Nem sempre a jornada do líder de uma healthtech é tranquila e linear. Obstáculos existem. Para Asseituno, ter claro o propósito da empresa é fundamental para se manter na jornada e vencer os obstáculos. “Se alguém vê a saúde como uma oportunidade de rápida disrupção e ganhos de curto prazo, escolheu a indústria errada. Por outro lado, é um setor muito resiliente, do qual a sociedade inteira depende e tem altas expectativas, na maior parte das vezes não atendidas. É necessário ter uma visão de longo prazo, mas com o senso de urgência que o setor precisa.”
Para Borghi, mesmo diante dos desafios que se apresentam diariamente, é preciso pontuar que os diretores de inovação de instituições de saúde buscam soluções disruptivas. “No passado, eram feitos altos investimentos, e muito pouco era entregue. Hoje, as soluções desejadas são aquelas que ofereçam um melhor atendimento, e várias são as possibilidades existentes.”

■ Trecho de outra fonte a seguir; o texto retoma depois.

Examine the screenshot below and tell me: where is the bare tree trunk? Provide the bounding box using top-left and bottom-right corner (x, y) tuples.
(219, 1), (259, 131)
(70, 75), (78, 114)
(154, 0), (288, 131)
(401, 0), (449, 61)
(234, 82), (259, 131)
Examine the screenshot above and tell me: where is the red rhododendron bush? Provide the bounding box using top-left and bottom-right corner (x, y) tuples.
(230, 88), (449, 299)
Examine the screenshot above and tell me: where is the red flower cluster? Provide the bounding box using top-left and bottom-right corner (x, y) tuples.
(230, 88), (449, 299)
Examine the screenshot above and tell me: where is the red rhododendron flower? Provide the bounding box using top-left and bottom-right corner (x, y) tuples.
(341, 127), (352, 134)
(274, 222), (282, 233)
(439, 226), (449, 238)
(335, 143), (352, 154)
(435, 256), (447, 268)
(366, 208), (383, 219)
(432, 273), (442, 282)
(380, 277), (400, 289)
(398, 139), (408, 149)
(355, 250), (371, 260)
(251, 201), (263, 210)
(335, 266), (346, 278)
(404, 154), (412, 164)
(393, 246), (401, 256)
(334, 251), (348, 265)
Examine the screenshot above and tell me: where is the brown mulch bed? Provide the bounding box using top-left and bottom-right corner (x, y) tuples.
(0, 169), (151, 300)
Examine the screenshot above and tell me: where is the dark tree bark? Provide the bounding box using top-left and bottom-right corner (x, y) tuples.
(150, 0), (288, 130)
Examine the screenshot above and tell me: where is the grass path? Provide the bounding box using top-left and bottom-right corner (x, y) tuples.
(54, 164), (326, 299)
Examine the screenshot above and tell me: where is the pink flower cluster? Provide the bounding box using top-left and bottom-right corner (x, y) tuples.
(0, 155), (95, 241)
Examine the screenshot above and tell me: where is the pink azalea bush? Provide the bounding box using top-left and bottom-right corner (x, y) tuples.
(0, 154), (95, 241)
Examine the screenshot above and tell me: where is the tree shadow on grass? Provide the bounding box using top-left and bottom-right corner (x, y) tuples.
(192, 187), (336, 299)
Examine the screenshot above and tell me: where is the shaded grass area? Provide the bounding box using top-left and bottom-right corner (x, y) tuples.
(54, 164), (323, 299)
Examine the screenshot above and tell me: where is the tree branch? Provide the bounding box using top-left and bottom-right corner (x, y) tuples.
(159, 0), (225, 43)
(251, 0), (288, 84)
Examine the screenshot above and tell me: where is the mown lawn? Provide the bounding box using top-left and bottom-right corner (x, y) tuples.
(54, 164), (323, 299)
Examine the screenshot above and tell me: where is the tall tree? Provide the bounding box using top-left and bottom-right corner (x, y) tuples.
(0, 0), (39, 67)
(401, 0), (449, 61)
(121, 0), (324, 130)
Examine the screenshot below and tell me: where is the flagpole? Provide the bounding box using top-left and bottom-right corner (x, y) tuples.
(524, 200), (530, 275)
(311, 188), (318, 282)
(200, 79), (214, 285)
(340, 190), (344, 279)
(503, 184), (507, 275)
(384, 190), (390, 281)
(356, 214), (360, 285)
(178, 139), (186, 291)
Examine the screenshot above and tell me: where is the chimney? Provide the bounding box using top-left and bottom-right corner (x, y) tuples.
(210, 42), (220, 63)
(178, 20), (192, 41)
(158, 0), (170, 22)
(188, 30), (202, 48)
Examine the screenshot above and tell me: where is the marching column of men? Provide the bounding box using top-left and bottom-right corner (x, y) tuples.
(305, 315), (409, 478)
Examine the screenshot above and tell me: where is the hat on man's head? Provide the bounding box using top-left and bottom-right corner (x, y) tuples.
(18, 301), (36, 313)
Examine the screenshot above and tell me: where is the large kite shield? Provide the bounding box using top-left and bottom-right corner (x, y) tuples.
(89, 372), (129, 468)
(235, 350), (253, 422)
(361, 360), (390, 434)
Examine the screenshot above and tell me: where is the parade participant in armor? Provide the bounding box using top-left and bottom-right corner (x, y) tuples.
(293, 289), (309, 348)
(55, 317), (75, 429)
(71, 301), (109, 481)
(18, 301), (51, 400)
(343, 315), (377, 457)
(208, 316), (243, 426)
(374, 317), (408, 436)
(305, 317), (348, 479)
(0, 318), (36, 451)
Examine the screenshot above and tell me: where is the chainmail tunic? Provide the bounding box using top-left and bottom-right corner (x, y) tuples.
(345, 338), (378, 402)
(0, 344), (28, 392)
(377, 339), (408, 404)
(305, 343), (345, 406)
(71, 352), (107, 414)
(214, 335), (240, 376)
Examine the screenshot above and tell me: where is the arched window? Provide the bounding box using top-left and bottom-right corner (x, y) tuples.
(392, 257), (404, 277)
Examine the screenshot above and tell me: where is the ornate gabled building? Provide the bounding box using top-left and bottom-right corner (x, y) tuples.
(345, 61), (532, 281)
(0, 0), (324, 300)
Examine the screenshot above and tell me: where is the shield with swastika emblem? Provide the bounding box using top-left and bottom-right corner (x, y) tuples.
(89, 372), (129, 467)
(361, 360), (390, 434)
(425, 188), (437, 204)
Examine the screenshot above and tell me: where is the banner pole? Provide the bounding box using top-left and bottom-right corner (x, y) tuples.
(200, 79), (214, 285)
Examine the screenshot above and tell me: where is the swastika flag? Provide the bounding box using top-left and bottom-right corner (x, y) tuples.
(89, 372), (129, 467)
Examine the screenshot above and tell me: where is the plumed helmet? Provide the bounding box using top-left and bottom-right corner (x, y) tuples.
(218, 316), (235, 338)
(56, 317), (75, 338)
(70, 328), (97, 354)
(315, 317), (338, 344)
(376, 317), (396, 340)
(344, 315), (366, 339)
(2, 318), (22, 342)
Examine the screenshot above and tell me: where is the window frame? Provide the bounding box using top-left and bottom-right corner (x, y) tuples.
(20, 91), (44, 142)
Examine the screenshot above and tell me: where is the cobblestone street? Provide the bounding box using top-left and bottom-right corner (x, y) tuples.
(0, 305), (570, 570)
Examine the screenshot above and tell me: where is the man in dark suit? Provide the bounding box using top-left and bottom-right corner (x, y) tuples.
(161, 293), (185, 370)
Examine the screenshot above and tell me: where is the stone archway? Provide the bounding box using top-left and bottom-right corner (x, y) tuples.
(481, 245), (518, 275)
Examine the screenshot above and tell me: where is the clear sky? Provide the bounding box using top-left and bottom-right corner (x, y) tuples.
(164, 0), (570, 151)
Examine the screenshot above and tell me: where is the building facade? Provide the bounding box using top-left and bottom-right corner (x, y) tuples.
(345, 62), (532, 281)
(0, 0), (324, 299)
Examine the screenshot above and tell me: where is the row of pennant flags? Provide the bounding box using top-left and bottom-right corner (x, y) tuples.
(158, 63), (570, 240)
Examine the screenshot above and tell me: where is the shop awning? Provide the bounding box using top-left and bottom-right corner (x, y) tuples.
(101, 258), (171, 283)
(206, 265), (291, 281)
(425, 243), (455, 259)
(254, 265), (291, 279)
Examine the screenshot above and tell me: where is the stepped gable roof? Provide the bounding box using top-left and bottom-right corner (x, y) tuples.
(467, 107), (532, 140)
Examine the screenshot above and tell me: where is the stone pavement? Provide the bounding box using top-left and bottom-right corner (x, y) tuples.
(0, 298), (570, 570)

Determinação e resiliência são as duas palavras que movem Liguori quando o assunto é superar desafios. Ele conta que uma das formas que encontrou para lidar com os obstáculos é construindo redes de apoio, conectando-se com outros profissionais e líderes do setor para compartilhar experiências e aprender com as vivências de cada um.
“As parcerias estratégicas também são valiosas. Colaborar com instituições de saúde, universidades e outras empresas da área pode ampliar nossos recursos e expertise. Além disso, procuro sempre me manter disposto a ajustar estratégias e aprender com os feedbacks e as falhas ao longo do caminho. Manter uma comunicação aberta e transparente com a equipe e os stakeholders ajuda a alinhar expectativas e fortalecer o compromisso de todos com os objetivos da empresa”, afirma.